Gordon Moore was an engineer and entrepeneur who founded his own semiconductor company. In 1975 he observed that the transistor count on integrated circuits was doubling roughly every two years. He projected this trend to continue for the next decade, and indeed it has persisted until very recently; so this phenomenon has been named Moore’s law. This process of doubling the transistor count on integrated circuits has largely been driven by miniaturization of components. As of recently, this process is approaching its limits, and there has been increasing emphasis on 3D stacking of transistors to continue processing power gains.

Moore's law: doubling transistor counts 1970-2020

Moore's law: component miniaturization 1970-2017

Moore's law visualized through the doubling of transistor (left) and the component miniaturization (right).

Some leading technologists have claimed Moore’s law is dead; others argue it is still a force. If you are curious to learn more about Moore’s law and associated manufacturing trends in the semiconductor industry, check out the links below:

The motto of the real estate industry is “location, location, location,” emphasizing how important location is to present and future property values. In the semiconductor industry the saying is, “faster, smaller, cheaper.” This is driven by Moore’s law and by the ever-increasing expectations of consumers. The end result is a highly competitive market with high barriers to entry and steep operating costs. The miniaturization of electronic components and exponentially increasing transistor counts creates a need for precision and purity in the manufacturing environment.
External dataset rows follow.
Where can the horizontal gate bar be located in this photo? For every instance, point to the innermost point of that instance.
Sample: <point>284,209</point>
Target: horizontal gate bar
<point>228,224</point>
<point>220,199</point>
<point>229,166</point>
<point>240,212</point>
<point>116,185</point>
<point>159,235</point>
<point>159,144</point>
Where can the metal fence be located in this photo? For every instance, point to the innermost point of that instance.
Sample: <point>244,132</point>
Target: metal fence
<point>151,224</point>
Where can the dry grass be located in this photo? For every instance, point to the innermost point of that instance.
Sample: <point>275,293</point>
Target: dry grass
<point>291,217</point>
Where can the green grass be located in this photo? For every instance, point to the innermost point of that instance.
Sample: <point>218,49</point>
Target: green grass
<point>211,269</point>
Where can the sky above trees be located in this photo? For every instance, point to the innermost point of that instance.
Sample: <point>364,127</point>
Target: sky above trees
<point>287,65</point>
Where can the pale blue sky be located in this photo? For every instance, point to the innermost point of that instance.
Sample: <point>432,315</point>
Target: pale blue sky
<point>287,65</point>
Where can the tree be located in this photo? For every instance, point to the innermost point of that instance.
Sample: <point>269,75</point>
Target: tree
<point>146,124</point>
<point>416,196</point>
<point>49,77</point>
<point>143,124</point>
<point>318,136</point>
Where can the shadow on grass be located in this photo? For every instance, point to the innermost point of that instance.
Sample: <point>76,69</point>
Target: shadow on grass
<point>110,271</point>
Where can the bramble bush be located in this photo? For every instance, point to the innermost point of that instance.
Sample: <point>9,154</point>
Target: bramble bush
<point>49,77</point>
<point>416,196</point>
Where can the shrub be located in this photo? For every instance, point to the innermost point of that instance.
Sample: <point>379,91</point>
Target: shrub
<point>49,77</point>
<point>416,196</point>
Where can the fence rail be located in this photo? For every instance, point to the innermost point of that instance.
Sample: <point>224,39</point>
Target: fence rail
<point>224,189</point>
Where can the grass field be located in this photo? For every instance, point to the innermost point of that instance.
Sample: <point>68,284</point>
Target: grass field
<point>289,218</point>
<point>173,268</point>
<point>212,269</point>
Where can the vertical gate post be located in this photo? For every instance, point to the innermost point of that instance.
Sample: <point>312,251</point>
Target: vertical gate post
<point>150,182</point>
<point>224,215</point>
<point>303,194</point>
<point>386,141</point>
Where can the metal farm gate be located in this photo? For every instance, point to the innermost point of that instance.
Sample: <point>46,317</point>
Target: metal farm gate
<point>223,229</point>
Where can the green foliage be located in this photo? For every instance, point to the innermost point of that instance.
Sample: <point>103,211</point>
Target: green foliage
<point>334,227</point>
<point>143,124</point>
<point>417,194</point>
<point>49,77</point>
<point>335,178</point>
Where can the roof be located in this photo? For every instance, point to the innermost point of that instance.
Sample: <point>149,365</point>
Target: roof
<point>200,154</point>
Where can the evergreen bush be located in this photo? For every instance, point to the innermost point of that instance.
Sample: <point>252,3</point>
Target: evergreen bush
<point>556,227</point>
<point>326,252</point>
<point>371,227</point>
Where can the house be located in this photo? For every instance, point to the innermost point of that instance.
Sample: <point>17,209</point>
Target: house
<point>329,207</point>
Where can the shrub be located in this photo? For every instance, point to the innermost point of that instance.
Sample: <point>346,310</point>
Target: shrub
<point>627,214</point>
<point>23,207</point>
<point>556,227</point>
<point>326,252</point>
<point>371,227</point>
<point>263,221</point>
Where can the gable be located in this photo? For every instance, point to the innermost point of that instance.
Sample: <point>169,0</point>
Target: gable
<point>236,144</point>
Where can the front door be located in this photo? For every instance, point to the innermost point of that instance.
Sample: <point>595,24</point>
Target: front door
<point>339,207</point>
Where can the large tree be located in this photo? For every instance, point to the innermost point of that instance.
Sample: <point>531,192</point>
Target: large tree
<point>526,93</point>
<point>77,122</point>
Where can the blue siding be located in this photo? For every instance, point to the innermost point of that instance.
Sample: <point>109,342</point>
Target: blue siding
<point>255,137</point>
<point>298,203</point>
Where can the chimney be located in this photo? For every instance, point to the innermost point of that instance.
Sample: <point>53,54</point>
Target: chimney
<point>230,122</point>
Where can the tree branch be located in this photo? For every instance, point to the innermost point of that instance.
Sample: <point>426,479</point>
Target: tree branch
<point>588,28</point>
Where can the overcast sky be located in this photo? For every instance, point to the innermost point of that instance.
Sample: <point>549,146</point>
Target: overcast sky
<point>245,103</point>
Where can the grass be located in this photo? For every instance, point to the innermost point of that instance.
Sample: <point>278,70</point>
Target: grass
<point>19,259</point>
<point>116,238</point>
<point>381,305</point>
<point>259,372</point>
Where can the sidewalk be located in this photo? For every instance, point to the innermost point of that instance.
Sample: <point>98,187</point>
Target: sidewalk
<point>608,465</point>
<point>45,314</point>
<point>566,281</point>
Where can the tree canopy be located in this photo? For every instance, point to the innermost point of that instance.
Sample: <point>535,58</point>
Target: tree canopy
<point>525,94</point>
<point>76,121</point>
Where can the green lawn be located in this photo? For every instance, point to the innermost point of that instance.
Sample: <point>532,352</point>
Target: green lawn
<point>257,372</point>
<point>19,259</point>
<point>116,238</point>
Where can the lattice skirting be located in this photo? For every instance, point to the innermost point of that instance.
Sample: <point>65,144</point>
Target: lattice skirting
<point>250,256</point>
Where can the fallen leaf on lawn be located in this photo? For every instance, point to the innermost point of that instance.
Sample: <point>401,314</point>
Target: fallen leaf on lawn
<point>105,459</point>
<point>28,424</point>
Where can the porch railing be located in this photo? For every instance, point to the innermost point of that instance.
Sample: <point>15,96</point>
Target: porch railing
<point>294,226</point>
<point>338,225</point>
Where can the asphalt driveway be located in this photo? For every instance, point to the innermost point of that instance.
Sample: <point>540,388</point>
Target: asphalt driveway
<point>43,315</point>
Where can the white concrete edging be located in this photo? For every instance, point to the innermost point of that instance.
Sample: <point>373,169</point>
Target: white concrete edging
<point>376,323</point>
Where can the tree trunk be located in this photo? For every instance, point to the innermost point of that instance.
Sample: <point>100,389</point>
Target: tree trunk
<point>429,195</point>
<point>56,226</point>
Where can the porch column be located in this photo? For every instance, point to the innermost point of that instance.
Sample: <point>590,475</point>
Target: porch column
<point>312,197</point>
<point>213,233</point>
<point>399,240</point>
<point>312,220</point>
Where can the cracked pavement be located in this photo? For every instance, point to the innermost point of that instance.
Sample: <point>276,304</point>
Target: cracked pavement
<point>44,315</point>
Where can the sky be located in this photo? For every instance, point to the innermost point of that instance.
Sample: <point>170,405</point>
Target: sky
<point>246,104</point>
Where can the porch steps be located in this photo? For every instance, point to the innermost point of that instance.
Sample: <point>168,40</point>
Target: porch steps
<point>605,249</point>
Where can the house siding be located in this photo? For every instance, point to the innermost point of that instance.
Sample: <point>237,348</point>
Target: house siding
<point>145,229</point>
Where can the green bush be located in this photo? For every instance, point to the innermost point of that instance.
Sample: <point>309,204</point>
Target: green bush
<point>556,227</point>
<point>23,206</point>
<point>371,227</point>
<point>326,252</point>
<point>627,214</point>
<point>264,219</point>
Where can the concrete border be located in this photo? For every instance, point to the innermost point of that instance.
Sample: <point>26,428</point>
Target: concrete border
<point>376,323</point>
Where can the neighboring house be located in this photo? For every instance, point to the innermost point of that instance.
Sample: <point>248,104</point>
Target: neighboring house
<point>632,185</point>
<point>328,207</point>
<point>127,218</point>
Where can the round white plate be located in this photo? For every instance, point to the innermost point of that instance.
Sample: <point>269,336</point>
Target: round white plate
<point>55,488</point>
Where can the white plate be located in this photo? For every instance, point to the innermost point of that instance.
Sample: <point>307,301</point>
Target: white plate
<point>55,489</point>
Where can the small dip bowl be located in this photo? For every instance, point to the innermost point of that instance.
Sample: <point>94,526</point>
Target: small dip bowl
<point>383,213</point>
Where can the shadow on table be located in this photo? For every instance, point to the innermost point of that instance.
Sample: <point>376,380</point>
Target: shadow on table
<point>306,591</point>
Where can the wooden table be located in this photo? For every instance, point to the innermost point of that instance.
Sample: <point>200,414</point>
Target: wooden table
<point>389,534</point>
As one site points out, semiconductor fabrication requires a tremendous amount of water. Fabrication of a 30cm wafer requires up to 2200 gallons of water; a large fabrication facility may easily consume 4.8 million gallons per day. This is average annual water consumption of a city of 60000! And not just any water. Minute contaminants in the water can create impurities and defects in integrated circuits. Therefore water is passed through reverse osmosis several times to produce “ultra pure water.” Ultra pure water is considered an industrial solvent, and it is unsafe to drink. It is so pure, its consumption leeches vital minerals from the body and will eventually kill the consumer. It takes 1400-1600 gallons of municipal water to create 1000 gallons of ultra pure water.

In addition to water, fabrication makes intensive use of other resources. A large manufacturing facility can use 30-50 megawatts during peak production; this is enough to power a small city. Fabrication facilities need to have pressurized chambers, fans, and well-designed air flow patterns to reduce impurities introduced via the air. As part of my work on this project, I was given a tour of a fabrication facility. The tour required wearing the appropriate protective gear to prevent contamination of the manufacturing process. Additionally, the lights in the fabrication rooms were yellow; apparently this spectrum of light is least likely to interact with wafers and components. The intensity of semiconductor manufacturing and the demands of the highly competitive semiconductor market mean production costs must be optimized for a firm to be viable.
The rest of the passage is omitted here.